Part of this is for the sake of your memory and for them to understand their place in a bigger world — to understand their own legacy. Part of it is entirely selfish. They will never understand who I am without understanding you.
Your Death Has Made Parenting Scarier
You died the father of a young child with another on the way. So, early on, parenthood and death were closely associated for me... that doesn't go away. Indeed, it hangs over you when you have kids.
Most children think of their parents as invincible. Even as adults we think of them as ever-present. I know, first-hand, that's not true.
I've Missed You Inexplicably
I don't know if I remember you. I have a few images of you that run through my head, but I also know those can be false memories, constructed via repeated stories, pictures, and home movies. They're real to me, undiminished over the years, but I still know they could just be my brain trying to make order of chaos, emotional and otherwise.
But even knowing this doesn't mean I don't miss you. It's not the same way you miss someone you haven't seen for a long time. Maybe it's more of a longing, a desperate reach for something you know belongs to you but that no one can give you. Something you should have, but can't. It's frustrating and hurtful and sad and, after a while, mostly leaves you numb until you really think about it.
I'm OK
See? I have two beautiful children and a whole lot of books and your mom's shiny hair! Obviously everything is great. I mean, just look at that thumb's up!
(But, really, it is. I thought you'd like to know that.

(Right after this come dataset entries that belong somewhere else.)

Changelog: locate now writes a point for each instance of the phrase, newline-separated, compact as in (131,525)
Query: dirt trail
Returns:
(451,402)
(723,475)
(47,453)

I know how parents worry about their kids.)
Knowing You Loved Me Has Been Fundamental To Who I Am My Entire Life
You became godlike in your death: an unseen father figure whose love of me I'd been assured of through the stories and memories of others, but couldn't easily remember on my own.
I've never been inclined toward faith. Years of church and religious studies did nothing for my soul. I'm the kind of person who likes citations, sources, and receipts. Still, I've always had faith in your love.

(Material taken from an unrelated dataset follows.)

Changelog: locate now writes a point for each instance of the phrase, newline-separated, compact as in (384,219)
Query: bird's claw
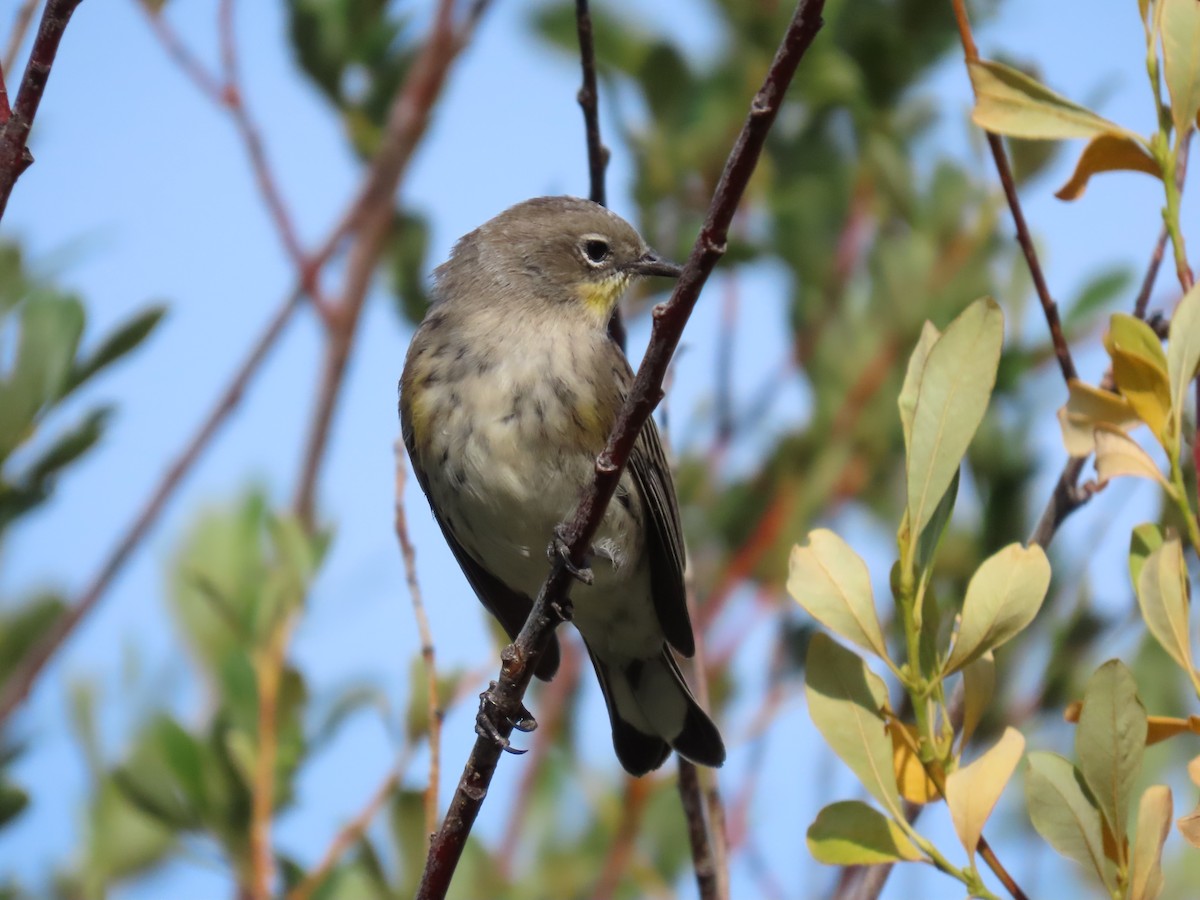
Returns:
(558,550)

Because of you, I understood death from an early age in a way that most children don't. But I've understand love differently, too, and from my earliest days. That force was just as invisible and just as powerful. I know it outlives us.
The cost of this knowledge was steep and terrible, but it has allowed me to love my children with a kind of confidence I don't think I would have otherwise. The confidence that, if I give them nothing else, I have given them this.